Control

Mar 10, 2010 07:48

I got such a crappy night of sleep. I had some kind of crazy nightmare that woke me up around 4am. This one included explosions and an airplane crashing into the roof of the building I was in. *sigh* I hate nightmares - what's wrong with me that I have such vivid and violent ones? And to think, I was in a pretty good mood when I climbed into bed last night. Hmm...
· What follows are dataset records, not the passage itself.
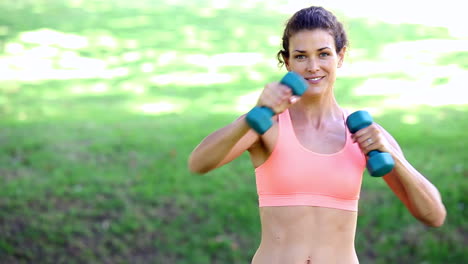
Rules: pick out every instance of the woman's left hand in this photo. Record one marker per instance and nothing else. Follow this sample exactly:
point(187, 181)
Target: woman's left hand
point(371, 138)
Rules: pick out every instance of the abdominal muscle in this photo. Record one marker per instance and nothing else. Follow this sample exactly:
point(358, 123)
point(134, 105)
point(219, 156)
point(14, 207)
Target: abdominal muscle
point(306, 235)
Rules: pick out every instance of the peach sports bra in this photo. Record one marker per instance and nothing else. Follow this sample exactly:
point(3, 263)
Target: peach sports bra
point(294, 175)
In reading a little (and obvs taking it all with a grain of salt), everything about plane crash dreams seem to have to do with control issues and/or changes on the horizon. Given that I dreamed that this plane came down on top of the building where I work, maybe I have some deep-seeded issues with my job? Which I guess is plausible. I thought it was going to be a great workout of my analytic brain and my manager seems kinda happy with the work I'm putting out. But yesterday, I couldn't stop thinking about how what I was having to focus on the day was intern work (IMHO) and wondering when I'm going to be able to dig into something a little more meaty. I was glad that he said something in our one-on-one about being concerned about the boredom factor because I need to recognize when that's the case. Like yesterday - I ran away from my desk 3 times yesterday because I was tired of staring at the screen, tired of counting, tired of formatting. Fortunately I had a few good distractions, but still. History has taught me that when I get bored, I get sloppy. When I get sloppy, I get in trouble. Hmm...definitely an issue I need to process a little further. I want something more...but what does that really mean to me?

Either way, I hope today is as overall good of a day as yesterday was. It's tomorrow that I'm really anxious/nervous about.